Lernkultur Deutschland – Türkei – Vietnam: Ein interkultureller Vergleich

7. Juli 2015

Blog Pressespiegel

„Wie lernen deine Kinder?“

(Vietnamesische Begrüßungsfloskel)
Alle Kinder in Deutschland gehen in die Schule – prima. Und weiter? Kinder von asiatischen – in diesem Fall vietnamesischen – Zuwanderern erzielen statistisch herausragende Leistungen, während Kinder türkischer Zuwanderer leistungsmäßig das Schlusslicht bilden. Ein Interview der ZEIT mit Bildungsforscher Andreas Helmke beleuchtet die kulturellen Hintergründe dieser Beobachtungen.
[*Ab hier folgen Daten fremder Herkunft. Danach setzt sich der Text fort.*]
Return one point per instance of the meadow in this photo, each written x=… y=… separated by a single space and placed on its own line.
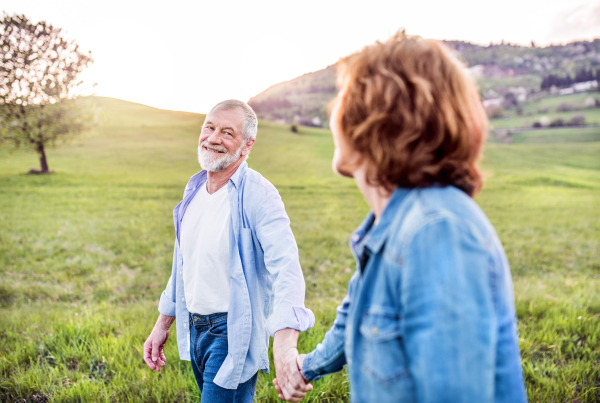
x=86 y=252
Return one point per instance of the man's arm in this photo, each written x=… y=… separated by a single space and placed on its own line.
x=154 y=354
x=154 y=346
x=290 y=316
x=272 y=227
x=329 y=355
x=290 y=383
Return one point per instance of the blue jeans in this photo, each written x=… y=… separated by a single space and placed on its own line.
x=208 y=350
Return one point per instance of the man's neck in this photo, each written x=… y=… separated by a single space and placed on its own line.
x=216 y=180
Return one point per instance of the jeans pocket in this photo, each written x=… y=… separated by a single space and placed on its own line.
x=219 y=329
x=383 y=357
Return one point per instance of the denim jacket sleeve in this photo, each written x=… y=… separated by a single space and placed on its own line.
x=166 y=306
x=329 y=355
x=282 y=261
x=446 y=290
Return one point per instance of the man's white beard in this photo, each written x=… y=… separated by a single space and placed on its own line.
x=215 y=163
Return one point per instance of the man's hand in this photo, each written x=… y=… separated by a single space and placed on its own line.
x=154 y=354
x=290 y=383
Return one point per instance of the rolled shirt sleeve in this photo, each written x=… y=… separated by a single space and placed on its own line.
x=281 y=260
x=167 y=305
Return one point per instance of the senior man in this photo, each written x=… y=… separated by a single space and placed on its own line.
x=236 y=276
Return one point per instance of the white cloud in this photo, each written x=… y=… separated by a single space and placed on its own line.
x=580 y=22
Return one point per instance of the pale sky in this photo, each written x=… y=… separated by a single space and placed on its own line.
x=189 y=55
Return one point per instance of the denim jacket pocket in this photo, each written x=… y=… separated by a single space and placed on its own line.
x=383 y=358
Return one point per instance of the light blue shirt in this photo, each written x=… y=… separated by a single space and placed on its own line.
x=266 y=281
x=429 y=316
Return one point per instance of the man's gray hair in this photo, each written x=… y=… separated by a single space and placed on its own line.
x=250 y=123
Konfuzianische Werte: Lernen und Respekt

Wer ein wenig über die konfuzianisch geprägten ostasiatischen Kulturen weiß, kann sich den Erfolg der vietnamesischen Schulkinder und Studierenden leicht erklären. Dem Lernen kommt hier allgemein ein hoher Stellenwert zu, und ebenso nimmt der Lehrer eine wichtige Position ein. Respekt gegenüber Älteren, also Lehrern und Eltern, ist selbstverständlich, und mit besten Leistungen erfüllt das Kind seine Pflicht gegenüber diesen Respektspersonen. Begabung ist Nebensache und „mangelnde Begabung“ wird nicht als Ausrede akzeptiert: Anstrengung ist der Schlüssel zum Erfolg. Schlechte schulische Leistungen des Nachwuchses bedeuten somit einen Gesichtsverlust für die Eltern – das ist nach Helmke die Schattenseite dieser erfolgreichen und leistungsorientierten Lernkultur. Die ganze Familie steht entsprechend unter Druck und vietnamesische Eltern tun folgerichtig auch in Deutschland alles, um ihre Kinder beim Lernen zu unterstützen: Sie haben Noten und anstehende Klassenarbeiten stets im Blick und stehen ihren Kindern ganz selbstverständlich als „Co-Lehrer und Trainer“ zur Seite.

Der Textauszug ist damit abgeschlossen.